Researchers at Kobe University have developed an artificial intelligence system that can identify rare endocrine disorders simply by examining photos of the back of a hand or clenched fist. This approach avoids facial images and protects patient privacy while achieving high diagnostic accuracy. Scientists say the technology could ultimately allow doctors to refer patients to specialists more quickly and improve access to treatment in underserved areas.
The disease targeted by AI is acromegaly, a rare disease that usually occurs in middle age. It is caused by excessive secretion of growth hormone, which causes enlarged limbs, changes in facial appearance, and abnormal growth of bones and internal organs. This disorder develops gradually over many years, so it can be difficult to recognize it early.
If untreated, acromegaly can cause serious health problems and reduce life expectancy by about 10 years. “Since the symptoms progress very slowly and it is a rare disease, it is not uncommon for it to take up to 10 years before it is diagnosed,” says Hidenori Fukuoka, an endocrinologist at Kobe University. He added, “As AI tools advance, attempts are being made to use photographs for early detection, but this has not been implemented in clinical settings.”
Privacy-focused AI approach using hand images
The research team reviewed existing AI research and found that many systems rely on facial photos to identify illnesses. However, facial recognition can raise privacy concerns for patients. To deal with this problem, scientists chose a different strategy.
“To address this concern, we decided to focus on the hand, which is a body part that is routinely examined for diagnostic purposes in clinical settings, along with the face, especially since changes in the hands often appear in acromegaly,” explains Yuka Omachi, a graduate student at Kobe University.
To better protect privacy, the researchers limited the images to the back of the hand and clenched fist. They intentionally avoided images of palms because the line patterns on palms are very individual and could reveal their identity. This careful approach allowed us to attract a large number of participants. A total of 725 patients from 15 medical institutions across Japan provided more than 11,000 images used to train and test the AI ​​model.
AI outperforms experienced specialists
The team will share the results Journal of Clinical Endocrinology and Metabolism. Their AI model showed very high sensitivity and specificity in identifying acromegaly from hand images. In a direct comparison, the system performed better than an experienced endocrinologist evaluating the same photos.
“I was honestly surprised that we were able to achieve such a high level of diagnostic accuracy using only photos of the back of the hand and clenched fist.
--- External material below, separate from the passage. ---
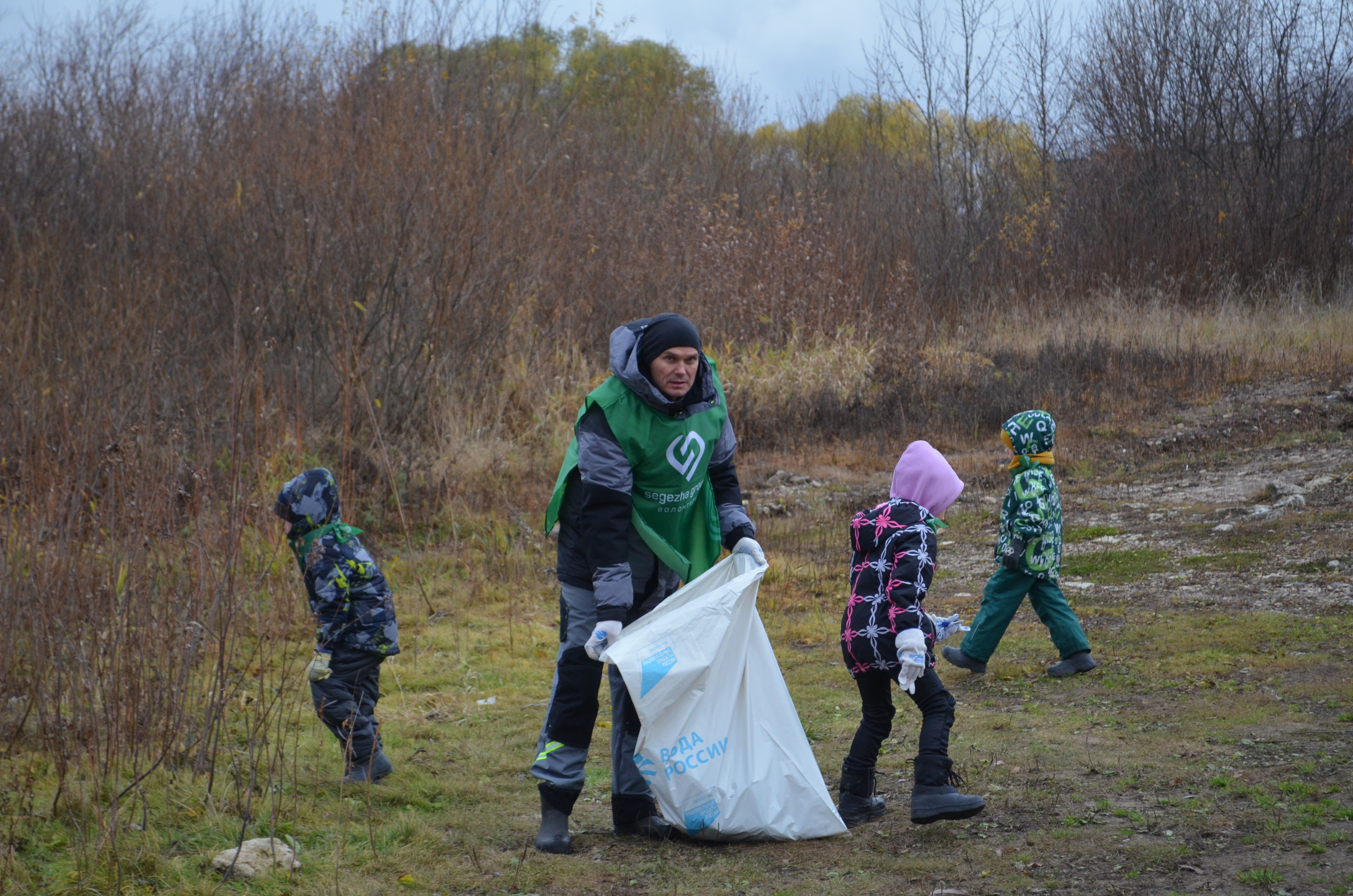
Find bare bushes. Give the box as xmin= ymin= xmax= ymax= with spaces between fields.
xmin=729 ymin=338 xmax=1227 ymax=453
What I felt was particularly important was that we achieved this level of performance without using facial features, making this approach very practical for disease screening,” says Omachi.
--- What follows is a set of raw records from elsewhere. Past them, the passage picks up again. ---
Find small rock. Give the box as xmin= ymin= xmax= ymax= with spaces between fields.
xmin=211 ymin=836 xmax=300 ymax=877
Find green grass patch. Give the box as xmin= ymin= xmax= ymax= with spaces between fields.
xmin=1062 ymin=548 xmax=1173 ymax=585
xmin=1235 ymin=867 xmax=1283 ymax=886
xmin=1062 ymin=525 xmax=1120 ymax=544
Extending medical AI to other conditions
The researchers now hope to adapt the system to detect additional medical conditions that cause visible changes to the hands. Possible targets include rheumatoid arthritis, anemia, clubbing, etc. Omachi says, “This result may be the gateway to expanding the possibilities of medical AI.”
Improving physician support and access to treatment
In real-world clinical settings, doctors rely on far more information than hand images when diagnosing patients. Medical history, laboratory tests, and physical exam all play important roles. Kobe University researchers believe their AI tools can support doctors, not replace them. They describe the technology in their study as a way to “complement clinical expertise, reduce missed diagnoses, and enable early intervention.”
Mr. Fukuoka, the principal investigator, said, “Further development of this technology may lead to the construction of a medical infrastructure that connects patients suspected of having hand-related diseases during medical checkups with specialists.We also believe that it can support non-specialist doctors at local medical sites and contribute to reducing medical disparities.”
This research was supported by the Hyogo Science and Technology Foundation. The project also included collaborators from Fukuoka University, Hyogo College of Medicine, Nagoya University, Hiroshima University, Toranomon Hospital, Nippon Medical School, Kagoshima University, Tottori University, Yamagata University, Okayama University, Hyogo Prefectural Kakogawa Medical Center, Hokkaido University, International University of Health and Welfare, Moriyama Memorial Hospital, and Konan Women’s University.